I have an arab cross that has that same attitude! They can be so mannerly one second, and turn into complete brats the next! I was riding my neighbors 18 yr old, overweight arab gelding, and after a great ride I decided to ride backwards, and he bucked me off! Such brats (;


----------



## 40232 (Jan 10, 2013)

Fulford15 said:


> I remember when I was 6 or 7, it was my first time showing my new horse. I was doing cross rails (probably like 2 inches off the ground), and I was trotting to one and did have enough leg and went a** over tea kettle LOL. I was a tiny peanut on a 16.2 HH horse. So embarrassed, my WHOLE family (aunts, uncles, cousins, etc) came to watch me too



Aww! At my first show, I thought I was good before I watched the tapes years later of that show,  I was in a hunter eq class and whenever I posted my legs would move back and forth like crazy, plus my horse was spooky at everything! It was only a walk trot class THANK GOD. I looked like a total fool!


----------



## live2ride8 (Mar 13, 2011)

Wheew I have one! This past weekend was my first jumper show (I'm a hunter) just to get a show in before the one this weekend. Riding a mare that's veryy prone to refusing of course. We went in for warmup and rode flawlessly!! But guess who forgot the third to last jump. This girl. 1st round two refusals and 2nd round one refusal AND rode off course. Again. Now I'm known to work well under pressure and have NEVER gone off course before. Ah it was soooo embarrassing! I proceeded to be beaten by a tiny girl who almost got thrown in schooling. I came away with one fith place ribbon. Out of four. Deffinatly my worst show ever. Lol
_Posted via Mobile Device_


----------



## ThoroughbredJumper (Oct 30, 2012)

Here, ladies and gentlemen, is the ONLY way one should dress after a long week of horse showing. Baggy PJ pants with ponies on them, team polo, shiny riding boots, and car keys hanging out the side of your boot. Hahahaha i had packed my bag already and we couldnt get it out of the truck cause it was behind the hay, so i grabbed the pants i wore the night before, and slapped them on and walked around the rest of the day and night in that. hahahahha i was the height of fashion.


----------



## Roperchick (Feb 1, 2010)

I was the only person in my class one yr at county for English...all of a sudden my mare decides to go hard core bronc and I just kind of slipped off the side right next to the judge....not sure how it happened lol because it was easy to sit but yeah. I still won...because I was the only one in the class lol

And my trainer had been in the coned off part of the arena. She didn't even know until the person she was talking to pointed at me and she turned to see me standing and mounting back up.

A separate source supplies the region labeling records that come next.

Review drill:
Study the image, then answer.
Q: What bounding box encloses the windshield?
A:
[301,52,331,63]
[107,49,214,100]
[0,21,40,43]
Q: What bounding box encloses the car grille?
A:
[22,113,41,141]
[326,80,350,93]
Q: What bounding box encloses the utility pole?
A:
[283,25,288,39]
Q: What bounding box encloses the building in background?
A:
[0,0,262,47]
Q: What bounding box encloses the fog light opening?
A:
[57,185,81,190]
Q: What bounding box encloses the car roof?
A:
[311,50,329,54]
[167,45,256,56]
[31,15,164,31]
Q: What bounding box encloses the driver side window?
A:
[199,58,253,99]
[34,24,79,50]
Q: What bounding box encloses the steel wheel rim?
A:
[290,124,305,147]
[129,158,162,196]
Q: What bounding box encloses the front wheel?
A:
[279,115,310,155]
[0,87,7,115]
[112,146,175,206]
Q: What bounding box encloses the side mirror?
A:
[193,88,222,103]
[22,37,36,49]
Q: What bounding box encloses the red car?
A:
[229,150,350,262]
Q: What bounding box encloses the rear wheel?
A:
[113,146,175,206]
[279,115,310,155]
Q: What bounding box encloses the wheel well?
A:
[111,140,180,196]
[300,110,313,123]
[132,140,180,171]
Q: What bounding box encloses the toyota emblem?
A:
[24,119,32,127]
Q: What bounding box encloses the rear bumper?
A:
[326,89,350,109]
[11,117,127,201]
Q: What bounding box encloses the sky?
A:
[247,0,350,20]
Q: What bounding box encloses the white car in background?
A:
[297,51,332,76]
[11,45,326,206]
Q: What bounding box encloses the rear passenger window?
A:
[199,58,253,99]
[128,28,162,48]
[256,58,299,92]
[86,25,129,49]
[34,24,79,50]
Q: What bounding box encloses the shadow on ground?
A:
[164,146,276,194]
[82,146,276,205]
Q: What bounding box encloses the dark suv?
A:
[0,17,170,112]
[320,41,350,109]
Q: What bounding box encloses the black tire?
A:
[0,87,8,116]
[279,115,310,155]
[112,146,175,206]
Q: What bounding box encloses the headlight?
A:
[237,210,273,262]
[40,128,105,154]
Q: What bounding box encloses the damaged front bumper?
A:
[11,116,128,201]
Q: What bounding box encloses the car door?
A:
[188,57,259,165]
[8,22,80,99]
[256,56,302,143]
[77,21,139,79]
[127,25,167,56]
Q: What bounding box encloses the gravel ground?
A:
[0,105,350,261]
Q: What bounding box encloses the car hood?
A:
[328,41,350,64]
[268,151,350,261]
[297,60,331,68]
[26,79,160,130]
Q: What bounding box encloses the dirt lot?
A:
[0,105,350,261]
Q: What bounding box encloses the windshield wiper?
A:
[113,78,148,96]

Then in her typical screaming voice she yelled "why did you dismount?!". Aaaaand everybody in the coliseum heard and laughed. It was awesome.


----------



## jaydee (May 10, 2012)

Having a usually very predictable pony suddenly decide to stop at the very last minute, I shot over her neck and somehow caught the bridle on the way over and pulled it right off with me, she then proceeded to refuse to be caught and galloped round the ring for what seemed to be a very embarrassing eternity.


----------



## ThoroughbredJumper (Oct 30, 2012)

My worst/best is my horse over jumped so much and tried so hard i was jumped clear out of the saddle.... and ended up... STANDING ON HIS SADDLE! Sure we got a rail down on the next jump, and i sat back into the saddle as he jumped again. But my trainer and the entire crowd were dieing laughing. hahaha im known as "tricky" at some of the shows in the area now. hahahhahha i think i may have it on video. ill look around XD


----------



## Kitmagic (Jan 17, 2011)

My horse and I were galloping in a pole bending class and my horse tripped and fell on her side. She landed on my leg but the arena was pretty muddy so it only hurt a bit. But everyone was watching! Then my dad ran into the arena to give me a piggy back ride since I was limping. As he was walking back, he started running and weaving through the poles!


----------



## cowgirllinda1952 (Apr 15, 2013)

*I only showed in Play days, and never had an embarrassing moment, but two local teen girls that I knew* *had a dad who was very strict and controlling, he also taught lessons.* *At all of the play days, he would scream and cuss loudly at his daughters, which I know was very embarrassing to them, and to everyone else. He would actually scream things like "Get that MF around that GD barrel, dammit". I know that both the girls turned out very badly, and I can see why.*


----------



## Sereno (Apr 21, 2013)

*MOD, delete if felt best.*

I HOPE that no personal information is giving out in this Vid. I know the person and horse as I had my horses at this place. The owner had her own agenda and would NOT listen about acclimating and moving out of her very private "circle club" and exposing herself and horse to real life. 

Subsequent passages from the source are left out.